Saltillo, Coahuila, Mexico; Mexico;
- Channels: Digital: 36 (UHF); Virtual: 10;
- Branding: Tele Saltillo

Programming
- Affiliations: Commercial independent

Ownership
- Owner: Grupo Zócalo; (Tele Saltillo, S.A. de C.V.);

History
- First air date: December 17, 2018
- Call sign meaning: Tele Saltillo COahuila

Technical information
- ERP: 45 kW
- Transmitter coordinates: 25°25′21″N 101°00′04″W﻿ / ﻿25.42250°N 101.00111°W

Links
- Website: telesaltillo.com

= XHTSCO-TDT =

TV station in Saltillo, Coahuila, Mexico

XHTSCO-TDT, physical channel 36 and virtual channel 10, is a television station in Saltillo, Coahuila, Mexico. The station is owned by Grupo Zócalo and is known as Tele Saltillo. The station broadcasts from studios co-located with the Zócalo newspaper and a transmitter on Calle Allende.

==History==
XHTSCO was awarded in the IFT-6 TV station auction of 2017 to Tele Saltillo, a subsidiary of Grupo Zócalo. Zócalo initially announced it would sign on the station on June 13, 2018, to coincide with ten years of the Zócalo newspaper in Saltillo.

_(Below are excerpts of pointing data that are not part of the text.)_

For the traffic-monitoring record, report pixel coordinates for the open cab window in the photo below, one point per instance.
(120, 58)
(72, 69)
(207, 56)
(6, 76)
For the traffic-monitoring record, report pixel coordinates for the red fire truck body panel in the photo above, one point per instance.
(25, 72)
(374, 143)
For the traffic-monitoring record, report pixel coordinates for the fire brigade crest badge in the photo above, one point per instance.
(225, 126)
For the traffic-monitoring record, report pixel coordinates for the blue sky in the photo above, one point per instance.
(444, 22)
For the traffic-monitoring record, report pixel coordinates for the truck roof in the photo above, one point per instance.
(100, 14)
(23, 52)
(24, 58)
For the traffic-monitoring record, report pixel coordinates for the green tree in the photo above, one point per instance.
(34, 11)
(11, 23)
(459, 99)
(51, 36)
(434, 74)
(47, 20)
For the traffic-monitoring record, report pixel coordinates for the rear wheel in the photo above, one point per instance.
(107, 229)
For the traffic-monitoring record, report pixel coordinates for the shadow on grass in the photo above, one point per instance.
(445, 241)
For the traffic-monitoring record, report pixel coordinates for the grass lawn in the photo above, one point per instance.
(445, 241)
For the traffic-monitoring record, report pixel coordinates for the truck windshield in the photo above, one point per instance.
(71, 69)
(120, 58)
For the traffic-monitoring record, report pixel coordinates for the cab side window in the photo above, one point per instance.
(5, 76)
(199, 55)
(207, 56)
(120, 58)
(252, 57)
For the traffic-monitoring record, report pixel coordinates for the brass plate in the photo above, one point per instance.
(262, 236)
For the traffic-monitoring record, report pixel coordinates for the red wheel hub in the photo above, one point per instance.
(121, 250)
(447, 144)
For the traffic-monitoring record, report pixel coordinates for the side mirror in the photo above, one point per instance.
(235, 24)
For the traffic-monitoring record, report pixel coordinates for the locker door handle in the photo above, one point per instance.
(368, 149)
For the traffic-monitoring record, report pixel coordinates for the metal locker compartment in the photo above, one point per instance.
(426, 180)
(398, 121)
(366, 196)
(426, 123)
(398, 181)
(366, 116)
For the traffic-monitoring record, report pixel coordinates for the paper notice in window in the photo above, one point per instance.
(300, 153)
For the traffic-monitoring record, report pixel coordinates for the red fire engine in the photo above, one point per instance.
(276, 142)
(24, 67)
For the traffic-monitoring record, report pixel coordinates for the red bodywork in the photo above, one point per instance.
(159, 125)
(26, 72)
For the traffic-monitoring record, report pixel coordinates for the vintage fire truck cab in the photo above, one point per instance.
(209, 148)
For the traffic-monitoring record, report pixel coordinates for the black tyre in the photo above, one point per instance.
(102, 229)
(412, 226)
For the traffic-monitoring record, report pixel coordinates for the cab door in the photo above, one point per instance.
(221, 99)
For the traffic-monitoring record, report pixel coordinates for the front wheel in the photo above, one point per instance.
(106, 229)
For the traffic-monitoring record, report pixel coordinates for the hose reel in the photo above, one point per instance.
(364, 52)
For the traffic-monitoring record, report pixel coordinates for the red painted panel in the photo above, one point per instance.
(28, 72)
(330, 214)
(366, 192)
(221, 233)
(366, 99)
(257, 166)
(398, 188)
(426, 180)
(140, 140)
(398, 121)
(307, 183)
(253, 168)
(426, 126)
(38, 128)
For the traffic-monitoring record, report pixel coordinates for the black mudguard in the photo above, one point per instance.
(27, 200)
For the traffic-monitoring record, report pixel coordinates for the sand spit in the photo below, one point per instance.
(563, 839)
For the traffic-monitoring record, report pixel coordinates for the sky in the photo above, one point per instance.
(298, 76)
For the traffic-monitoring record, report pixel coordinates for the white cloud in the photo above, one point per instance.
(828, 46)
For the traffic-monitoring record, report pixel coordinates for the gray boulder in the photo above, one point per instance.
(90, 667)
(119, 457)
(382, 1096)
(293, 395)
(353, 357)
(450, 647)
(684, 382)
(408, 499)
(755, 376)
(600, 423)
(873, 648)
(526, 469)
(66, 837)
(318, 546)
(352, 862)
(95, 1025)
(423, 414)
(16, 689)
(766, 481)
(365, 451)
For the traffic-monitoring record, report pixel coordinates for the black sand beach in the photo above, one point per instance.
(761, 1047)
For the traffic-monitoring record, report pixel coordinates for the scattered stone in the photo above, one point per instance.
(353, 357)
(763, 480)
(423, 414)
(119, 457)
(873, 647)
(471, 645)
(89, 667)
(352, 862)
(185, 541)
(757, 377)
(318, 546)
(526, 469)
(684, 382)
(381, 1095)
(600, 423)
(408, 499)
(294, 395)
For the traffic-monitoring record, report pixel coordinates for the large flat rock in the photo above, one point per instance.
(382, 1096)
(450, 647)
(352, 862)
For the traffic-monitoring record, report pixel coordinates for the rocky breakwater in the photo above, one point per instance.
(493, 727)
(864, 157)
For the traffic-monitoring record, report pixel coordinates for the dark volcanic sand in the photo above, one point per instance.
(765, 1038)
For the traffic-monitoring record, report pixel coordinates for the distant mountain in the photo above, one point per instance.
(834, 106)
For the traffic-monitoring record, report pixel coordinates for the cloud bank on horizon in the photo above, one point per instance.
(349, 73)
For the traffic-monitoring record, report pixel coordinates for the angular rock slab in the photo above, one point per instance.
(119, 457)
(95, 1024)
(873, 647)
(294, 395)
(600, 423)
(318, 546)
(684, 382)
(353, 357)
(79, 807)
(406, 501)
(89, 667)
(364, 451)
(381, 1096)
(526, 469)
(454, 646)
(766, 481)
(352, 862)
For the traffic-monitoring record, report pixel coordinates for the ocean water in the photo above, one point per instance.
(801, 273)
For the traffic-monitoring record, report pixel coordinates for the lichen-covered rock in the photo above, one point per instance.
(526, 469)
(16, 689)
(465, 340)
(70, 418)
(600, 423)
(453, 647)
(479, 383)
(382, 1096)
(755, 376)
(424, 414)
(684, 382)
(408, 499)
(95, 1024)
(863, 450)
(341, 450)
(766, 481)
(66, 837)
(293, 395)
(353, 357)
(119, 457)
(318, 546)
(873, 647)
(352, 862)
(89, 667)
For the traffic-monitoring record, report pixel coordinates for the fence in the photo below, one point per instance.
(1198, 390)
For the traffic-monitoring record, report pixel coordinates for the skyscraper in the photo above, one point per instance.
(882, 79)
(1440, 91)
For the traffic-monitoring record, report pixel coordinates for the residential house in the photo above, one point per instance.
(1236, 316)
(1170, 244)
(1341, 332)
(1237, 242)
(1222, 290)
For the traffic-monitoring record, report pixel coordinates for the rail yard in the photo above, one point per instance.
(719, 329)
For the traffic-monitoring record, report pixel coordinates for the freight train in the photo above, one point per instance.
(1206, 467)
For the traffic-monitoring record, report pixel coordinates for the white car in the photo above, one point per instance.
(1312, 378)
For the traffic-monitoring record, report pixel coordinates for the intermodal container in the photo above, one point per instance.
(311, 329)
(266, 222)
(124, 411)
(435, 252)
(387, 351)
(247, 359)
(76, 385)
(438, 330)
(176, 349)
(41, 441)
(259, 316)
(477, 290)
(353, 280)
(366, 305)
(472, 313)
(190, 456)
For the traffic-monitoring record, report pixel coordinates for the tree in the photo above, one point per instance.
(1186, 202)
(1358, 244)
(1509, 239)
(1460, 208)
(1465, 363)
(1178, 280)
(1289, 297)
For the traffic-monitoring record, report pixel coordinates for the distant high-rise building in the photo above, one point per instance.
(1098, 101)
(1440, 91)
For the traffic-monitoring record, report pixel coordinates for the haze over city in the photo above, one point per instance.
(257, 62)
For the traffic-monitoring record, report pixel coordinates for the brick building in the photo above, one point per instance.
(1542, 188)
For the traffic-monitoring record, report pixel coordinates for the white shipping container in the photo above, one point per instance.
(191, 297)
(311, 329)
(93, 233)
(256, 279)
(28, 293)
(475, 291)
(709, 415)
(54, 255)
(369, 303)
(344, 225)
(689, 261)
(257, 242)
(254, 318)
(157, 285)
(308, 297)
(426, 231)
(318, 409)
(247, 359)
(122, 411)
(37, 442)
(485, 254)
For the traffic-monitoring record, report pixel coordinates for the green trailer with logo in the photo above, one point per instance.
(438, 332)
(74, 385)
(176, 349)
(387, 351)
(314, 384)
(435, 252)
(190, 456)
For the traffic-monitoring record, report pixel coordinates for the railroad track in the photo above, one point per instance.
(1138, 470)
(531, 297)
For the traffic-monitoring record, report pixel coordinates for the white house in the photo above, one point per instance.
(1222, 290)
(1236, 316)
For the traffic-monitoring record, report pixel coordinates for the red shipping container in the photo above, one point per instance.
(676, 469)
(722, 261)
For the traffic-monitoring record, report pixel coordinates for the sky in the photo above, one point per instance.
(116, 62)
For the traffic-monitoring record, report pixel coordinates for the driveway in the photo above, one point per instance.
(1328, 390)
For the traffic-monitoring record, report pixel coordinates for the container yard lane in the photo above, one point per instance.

The transmitter was turned on in October 2018, with Milenio Televisión programming airing until Tele Saltillo launched at 5:30 am on December 17, 2018. Tele Saltillo's affiliation with Milenio builds on a longstanding relationship between Grupo Zócalo and Multimedios Televisión.

==Subchannels==
Tele Saltillo carries timeshifted channels on its .2, .3, and .4 channels.